The warped acorn doesn't fall far from the twisted tree in "Mother and Child," Rodrigo García's emotionally confused, tripartite drama about women and their wombs. Given the relaxed open-mindedness with which society has come to accept various sorts of unorthodox families, "Mother and Child" seems more than a bit retrograde: If a child is given up for adoption, do multiple generations automatically suffer? That would seem to be the view of García (son of Nobel laureate Gabriel García Márquez), who harbors a surprisingly doctrinaire view of nature vs. nurture.

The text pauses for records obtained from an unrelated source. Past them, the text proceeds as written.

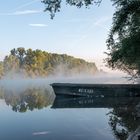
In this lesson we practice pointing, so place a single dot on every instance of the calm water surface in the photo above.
(34, 113)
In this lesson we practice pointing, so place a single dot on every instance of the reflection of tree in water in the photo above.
(124, 121)
(30, 99)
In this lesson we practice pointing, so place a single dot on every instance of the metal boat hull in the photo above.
(97, 90)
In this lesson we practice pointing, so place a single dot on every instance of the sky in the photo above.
(80, 32)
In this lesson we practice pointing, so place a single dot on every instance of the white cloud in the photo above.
(25, 12)
(38, 25)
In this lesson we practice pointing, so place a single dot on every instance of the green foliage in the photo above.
(54, 6)
(33, 63)
(124, 38)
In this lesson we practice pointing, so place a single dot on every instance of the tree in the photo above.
(124, 38)
(54, 6)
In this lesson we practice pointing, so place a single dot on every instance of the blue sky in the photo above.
(78, 32)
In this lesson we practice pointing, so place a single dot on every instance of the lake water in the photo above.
(34, 113)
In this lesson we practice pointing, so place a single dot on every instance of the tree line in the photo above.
(33, 63)
(123, 41)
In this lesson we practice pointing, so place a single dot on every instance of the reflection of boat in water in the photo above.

His principal character, Karen (Annette Bening), remains an emotional cripple 37 years after she gave up Elizabeth (Naomi Watts), who has grown up to be a powerhouse lawyer and a woman so emotionally arctic that it's hard to accept that anyone - much less her boss (Samuel L. Jackson) - would get romantically involved with her. While Elizabeth exhibits a penchant for gratuitous cruelty, Karen strives to alienate the one man (Jimmy Smits) ready to befriend her. Since the women have never met, the viewer becomes more curious about the mysterious misery gene they seem to share, rather than the hellishness the movie associates with adoption.
Meanwhile, the childless Lucy (Kerry Washington) is hoping a pregnant 20-year-old with her own knotty issues (the wonderful Shareeka Epps) will pick Lucy to be the mother of the child she doesn't want to keep. The general message: Unless you're living with your biological mother and father, you're in a pile o' trouble.
García exhibits a gift for juggling disparate narratives, and his actresses are OK. But given the rarity of a movie about female psychology, one wonders whether he really needed the proselytizing subtexts, or the nailing of motherhood to the cross.